A Simple Gift
“So I’m making up my whole life? It’s that simple? It’s up to me how it turns out?”
A young client asked me that recently after I explained to her how we create thought that we experience as our reality, in that moment.
Yes, it is that simple. Yet within that simplicity are so many surprising gifts:
Nothing and no one can make us sad, mad or happy. We can only do that for ourselves.
Nothing and no one can put limits on us. We can only do that to ourselves.
Nothing and no one can get in the way of our dreams. We can only create the illusion of obstacles.
Nothing and no one can spoil our present moments with memories from the past or worries about the future. We can only look back or look ahead and miss right now.
Nothing and no one can make us frightened and insecure. We can only become trapped in our own frightened and insecure thoughts.
Nothing and no one can change us. We can only change ourselves with one thought, at any moment.
Nothing and no one can take away our power to think for ourselves.We can only give it away, and then forget it was, is, and always will be ours.

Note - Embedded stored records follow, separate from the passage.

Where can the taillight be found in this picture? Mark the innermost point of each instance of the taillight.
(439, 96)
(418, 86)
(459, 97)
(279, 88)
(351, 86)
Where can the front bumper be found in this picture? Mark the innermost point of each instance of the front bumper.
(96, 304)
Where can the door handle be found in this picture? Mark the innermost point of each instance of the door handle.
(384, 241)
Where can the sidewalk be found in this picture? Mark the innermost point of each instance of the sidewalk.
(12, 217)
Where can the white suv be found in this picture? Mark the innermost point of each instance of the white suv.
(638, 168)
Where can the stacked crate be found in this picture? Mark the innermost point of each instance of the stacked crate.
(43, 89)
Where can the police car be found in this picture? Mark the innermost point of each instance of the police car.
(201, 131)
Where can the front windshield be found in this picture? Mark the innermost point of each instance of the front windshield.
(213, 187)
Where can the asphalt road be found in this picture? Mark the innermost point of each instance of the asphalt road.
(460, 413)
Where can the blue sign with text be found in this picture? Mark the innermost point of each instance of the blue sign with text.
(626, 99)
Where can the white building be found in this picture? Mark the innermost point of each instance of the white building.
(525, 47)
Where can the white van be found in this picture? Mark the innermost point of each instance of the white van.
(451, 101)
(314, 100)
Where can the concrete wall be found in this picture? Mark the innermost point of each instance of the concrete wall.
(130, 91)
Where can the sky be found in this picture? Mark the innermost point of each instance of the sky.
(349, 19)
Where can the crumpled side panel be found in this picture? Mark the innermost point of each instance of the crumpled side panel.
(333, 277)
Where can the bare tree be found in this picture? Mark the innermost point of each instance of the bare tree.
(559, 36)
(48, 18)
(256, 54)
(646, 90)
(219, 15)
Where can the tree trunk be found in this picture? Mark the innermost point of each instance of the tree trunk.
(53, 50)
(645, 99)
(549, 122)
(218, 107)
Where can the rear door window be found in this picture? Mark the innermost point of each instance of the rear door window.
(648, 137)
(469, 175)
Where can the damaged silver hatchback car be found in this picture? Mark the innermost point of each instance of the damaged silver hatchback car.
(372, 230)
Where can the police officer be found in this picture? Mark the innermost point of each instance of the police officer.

How do we inadvertently and innocently hurt ourselves? The gift of thought allows us unlimited capacity to make up absolutely anything, from the horrific to the transcendent. The gift of consciousness brings every thought we pause upon to vivid life as our experience, the reality of that moment. If we don’t know that our own thought has created that reality and it will dissipate as soon as another thought comes to mind, that reality seems so “real” that we start wondering “What’s causing that?” Then we look at the circumstances and pick out something to blame.
It’s that simple.
As soon as we turn around and recognize that we caused it and we alone can change it, there is no thought that can hurt us. If we don’t like what we see, we can allow it to pass, as all thoughts will when we’re not holding on to them trying to deal with them. Other thoughts will come to mind. Other realities will appear. Life is like a kaleidoscope in our hands, always giving us a new present moment image.
I have several clients who believe they are rightly “suffering” the effects of soul-searing events from their pasts. Given what they’ve been told about cause and effect, they believe they are “damaged” beyond repair because of past events. They know they can’t change the past, or persuade themselves it was different from what it was. So they feel doomed to a lifetime of suffering and coping. They are at best disheartened, at worst, depressed.
I also have several clients who are so fearful and worried that they are frozen in indecision or inaction. Every time they take a tentative step forward, they are beset with imagined worst-case scenarios, or negative outcomes. So they hesitate, to try to figure it out. But the more they think about it, the worse it seems.
It is astonishing what happens when they see the simple gift of thought and realize they are re-creating the past and bringing it back to their reality every time they try to “deal” with it. The furrows of suffering dissolve from their faces; their eyes light up. They are free to be who they are, right now, in this present moment, and free to create what’s next, without fear of any random thought that might pop into their heads.
It is that simple. I think. It looks real. But I can think again. Reality shifts. And again, and again, and again. We are always holding the rudder of our own ship, always making it up. The gift of thought is the most powerful navigational tool in the universe of humanity, and it is the birthright of every human being. It guides us past the Scylla of our most disturbing memories and the Charybdis of our most distressing fears.
“Thought is the missing link between mental sickness and mental health. Thought is also the missing link between happiness and sadness.”